Re: [PATCH v3 02/16] mm: introduce leaf entry type and use to simplify leaf entry logic
From: Lorenzo Stoakes
Date: Tue Nov 11 2025 - 02:32:58 EST
On Mon, Nov 10, 2025 at 10:56:33PM -0500, Zi Yan wrote:
> On 10 Nov 2025, at 17:21, Lorenzo Stoakes wrote:
>
> > The kernel maintains leaf page table entries which contain either:
> >
> > - Nothing ('none' entries)
> > - Present entries (that is stuff the hardware can navigate without fault)
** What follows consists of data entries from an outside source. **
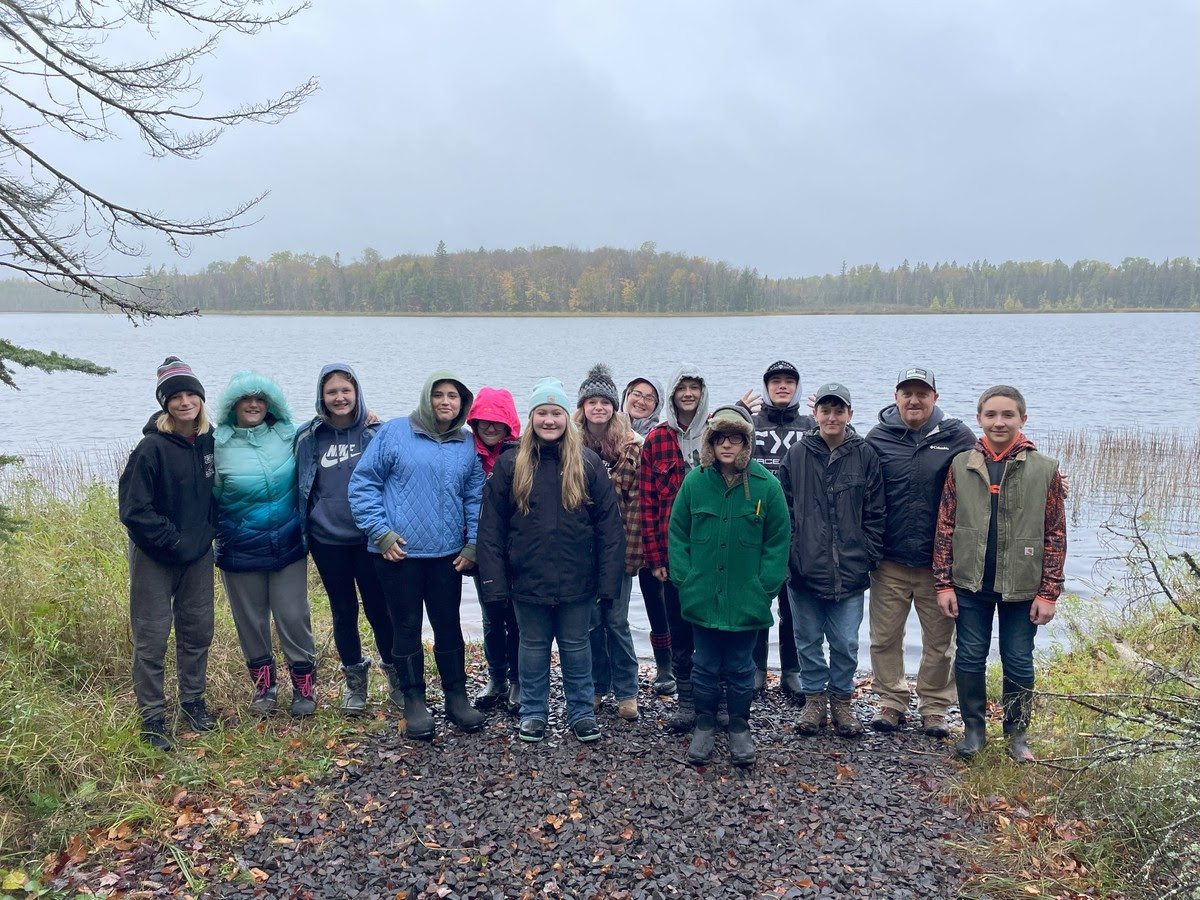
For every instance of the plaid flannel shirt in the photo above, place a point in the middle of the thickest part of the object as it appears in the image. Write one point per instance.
(1054, 553)
(624, 479)
(659, 477)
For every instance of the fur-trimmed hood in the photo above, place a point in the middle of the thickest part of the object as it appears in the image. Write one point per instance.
(727, 420)
(245, 384)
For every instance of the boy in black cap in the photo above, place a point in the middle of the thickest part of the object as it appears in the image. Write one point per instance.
(778, 424)
(834, 489)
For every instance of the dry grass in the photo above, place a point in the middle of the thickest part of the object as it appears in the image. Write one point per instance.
(1109, 471)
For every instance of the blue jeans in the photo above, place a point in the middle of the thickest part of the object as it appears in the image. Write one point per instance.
(817, 621)
(723, 657)
(613, 660)
(567, 623)
(976, 615)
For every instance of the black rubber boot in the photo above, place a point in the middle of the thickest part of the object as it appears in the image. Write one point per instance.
(684, 715)
(664, 676)
(973, 707)
(154, 733)
(354, 702)
(197, 715)
(395, 691)
(703, 735)
(742, 750)
(496, 691)
(453, 669)
(1018, 705)
(418, 721)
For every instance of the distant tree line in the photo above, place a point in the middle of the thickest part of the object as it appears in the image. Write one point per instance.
(564, 280)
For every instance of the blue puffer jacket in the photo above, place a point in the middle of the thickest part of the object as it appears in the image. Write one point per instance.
(258, 526)
(421, 485)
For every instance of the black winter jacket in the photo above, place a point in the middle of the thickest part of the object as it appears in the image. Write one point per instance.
(165, 496)
(915, 466)
(550, 556)
(838, 513)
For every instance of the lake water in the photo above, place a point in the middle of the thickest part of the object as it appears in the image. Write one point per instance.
(1078, 371)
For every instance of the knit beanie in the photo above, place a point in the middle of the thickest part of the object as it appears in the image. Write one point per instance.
(599, 383)
(549, 390)
(781, 367)
(175, 376)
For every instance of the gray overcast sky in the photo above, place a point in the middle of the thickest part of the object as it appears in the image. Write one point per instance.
(785, 136)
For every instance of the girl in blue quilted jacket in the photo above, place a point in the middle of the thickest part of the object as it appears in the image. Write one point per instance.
(415, 496)
(259, 549)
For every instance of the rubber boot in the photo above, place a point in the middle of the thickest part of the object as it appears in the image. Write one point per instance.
(664, 676)
(742, 750)
(1018, 703)
(354, 702)
(496, 690)
(790, 684)
(395, 691)
(703, 735)
(973, 707)
(453, 669)
(418, 721)
(265, 697)
(304, 690)
(154, 733)
(684, 715)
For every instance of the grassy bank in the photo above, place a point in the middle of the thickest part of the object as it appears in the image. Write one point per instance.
(70, 761)
(1113, 813)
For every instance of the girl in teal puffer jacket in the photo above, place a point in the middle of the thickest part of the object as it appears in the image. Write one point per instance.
(259, 549)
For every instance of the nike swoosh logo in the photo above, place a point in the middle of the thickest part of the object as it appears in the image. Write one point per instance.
(339, 453)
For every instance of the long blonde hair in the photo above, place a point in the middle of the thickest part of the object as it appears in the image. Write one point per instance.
(168, 424)
(570, 454)
(609, 443)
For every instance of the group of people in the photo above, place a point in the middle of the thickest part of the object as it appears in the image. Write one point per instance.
(721, 515)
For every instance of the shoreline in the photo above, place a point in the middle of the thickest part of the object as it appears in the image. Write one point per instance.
(636, 315)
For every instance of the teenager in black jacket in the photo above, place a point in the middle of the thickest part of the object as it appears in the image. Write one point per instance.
(166, 505)
(551, 541)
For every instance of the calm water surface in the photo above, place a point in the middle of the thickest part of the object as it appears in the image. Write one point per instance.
(1078, 371)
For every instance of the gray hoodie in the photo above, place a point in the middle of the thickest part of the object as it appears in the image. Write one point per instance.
(690, 438)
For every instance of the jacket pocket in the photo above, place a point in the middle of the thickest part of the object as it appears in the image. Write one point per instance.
(705, 526)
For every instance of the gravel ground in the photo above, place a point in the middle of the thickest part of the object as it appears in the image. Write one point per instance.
(487, 816)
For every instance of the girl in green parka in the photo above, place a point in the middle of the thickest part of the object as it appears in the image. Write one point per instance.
(727, 546)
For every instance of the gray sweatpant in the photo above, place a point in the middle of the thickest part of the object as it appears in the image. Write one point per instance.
(161, 594)
(255, 598)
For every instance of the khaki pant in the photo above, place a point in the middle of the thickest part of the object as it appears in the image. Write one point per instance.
(894, 589)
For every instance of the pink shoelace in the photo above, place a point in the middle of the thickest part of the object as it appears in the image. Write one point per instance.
(262, 679)
(304, 684)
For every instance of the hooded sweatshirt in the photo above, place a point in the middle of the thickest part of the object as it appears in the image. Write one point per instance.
(166, 496)
(689, 438)
(325, 460)
(258, 523)
(419, 484)
(493, 405)
(423, 418)
(642, 426)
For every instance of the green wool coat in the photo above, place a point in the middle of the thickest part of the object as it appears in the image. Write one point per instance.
(729, 555)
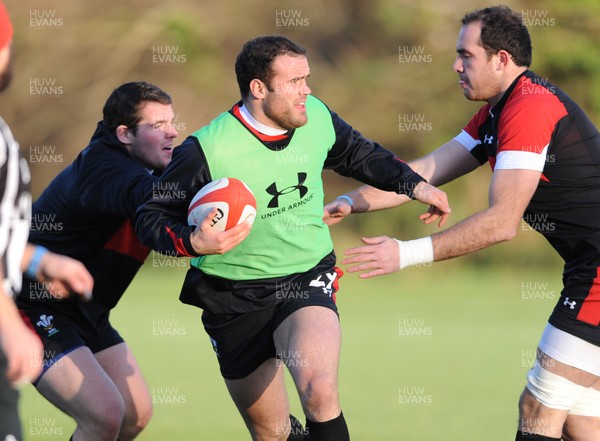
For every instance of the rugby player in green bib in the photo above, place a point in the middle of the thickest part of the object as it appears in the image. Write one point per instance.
(268, 294)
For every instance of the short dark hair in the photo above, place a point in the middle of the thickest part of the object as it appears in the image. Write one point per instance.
(502, 29)
(124, 102)
(256, 57)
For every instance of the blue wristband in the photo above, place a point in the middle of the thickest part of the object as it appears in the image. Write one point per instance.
(34, 263)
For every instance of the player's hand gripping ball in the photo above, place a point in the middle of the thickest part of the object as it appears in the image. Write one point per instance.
(233, 199)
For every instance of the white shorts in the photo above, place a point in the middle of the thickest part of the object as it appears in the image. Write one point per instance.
(570, 350)
(556, 392)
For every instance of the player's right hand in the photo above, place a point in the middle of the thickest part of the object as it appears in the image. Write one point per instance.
(437, 201)
(207, 240)
(336, 211)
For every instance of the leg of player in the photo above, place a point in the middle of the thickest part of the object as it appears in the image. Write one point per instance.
(121, 366)
(262, 400)
(554, 392)
(308, 341)
(80, 387)
(583, 422)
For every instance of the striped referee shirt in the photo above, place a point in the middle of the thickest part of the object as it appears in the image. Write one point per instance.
(15, 209)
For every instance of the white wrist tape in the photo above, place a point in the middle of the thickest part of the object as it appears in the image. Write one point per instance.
(347, 199)
(414, 252)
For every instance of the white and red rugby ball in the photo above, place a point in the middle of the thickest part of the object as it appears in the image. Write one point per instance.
(234, 200)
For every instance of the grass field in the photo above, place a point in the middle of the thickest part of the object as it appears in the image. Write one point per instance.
(428, 354)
> > - Everything else that will cause a fault which the kernel handles
> >
> > In the 'everything else' group we include swap entries, but we also include
> > a number of other things such as migration entries, device private entries
> > and marker entries.
> >
> > Unfortunately this 'everything else' group expresses everything through
> > a swp_entry_t type, and these entries are referred to swap entries even
> > though they may well not contain a... swap entry.
> >
> > This is compounded by the rather mind-boggling concept of a non-swap swap
> > entry (checked via non_swap_entry()) and the means by which we twist and
> > turn to satisfy this.
> >
> > This patch lays the foundation for reducing this confusion.
> >
> > We refer to 'everything else' as a 'software-define leaf entry' or
> > 'softleaf'. for short And in fact we scoop up the 'none' entries into this
> > concept also so we are left with:
> >
> > - Present entries.
> > - Softleaf entries (which may be empty).
> >
> > This allows for radical simplification across the board - one can simply
> > convert any leaf page table entry to a leaf entry via softleaf_from_pte().
> >
> > If the entry is present, we return an empty leaf entry, so it is assumed
> > the caller is aware that they must differentiate between the two categories
> > of page table entries, checking for the former via pte_present().
> >
> > As a result, we can eliminate a number of places where we would otherwise
> > need to use predicates to see if we can proceed with leaf page table entry
> > conversion and instead just go ahead and do it unconditionally.
> >
> > We do so where we can, adjusting surrounding logic as necessary to
> > integrate the new softleaf_t logic as far as seems reasonable at this
> > stage.
> >
> > We typedef swp_entry_t to softleaf_t for the time being until the
> > conversion can be complete, meaning everything remains compatible
> > regardless of which type is used. We will eventually remove swp_entry_t
> > when the conversion is complete.
> >
> > We introduce a new header file to keep things clear - leafops.h - this
> > imports swapops.h so can direct replace swapops imports without issue, and
> > we do so in all the files that require it.
> >
> > Additionally, add new leafops.h file to core mm maintainers entry.
> >
> > Signed-off-by: Lorenzo Stoakes <lorenzo.stoakes@xxxxxxxxxx>
> > ---
> > MAINTAINERS | 1 +
> > fs/proc/task_mmu.c | 26 +--
> > fs/userfaultfd.c | 6 +-
> > include/linux/leafops.h | 387 ++++++++++++++++++++++++++++++++++
> > include/linux/mm_inline.h | 6 +-
> > include/linux/mm_types.h | 25 +++
> > include/linux/swapops.h | 28 ---
> > include/linux/userfaultfd_k.h | 51 +----
> > mm/hmm.c | 2 +-
> > mm/hugetlb.c | 37 ++--
> > mm/madvise.c | 16 +-
> > mm/memory.c | 41 ++--
> > mm/mincore.c | 6 +-
> > mm/mprotect.c | 6 +-
> > mm/mremap.c | 4 +-
> > mm/page_vma_mapped.c | 11 +-
> > mm/shmem.c | 7 +-
> > mm/userfaultfd.c | 6 +-
> > 18 files changed, 502 insertions(+), 164 deletions(-)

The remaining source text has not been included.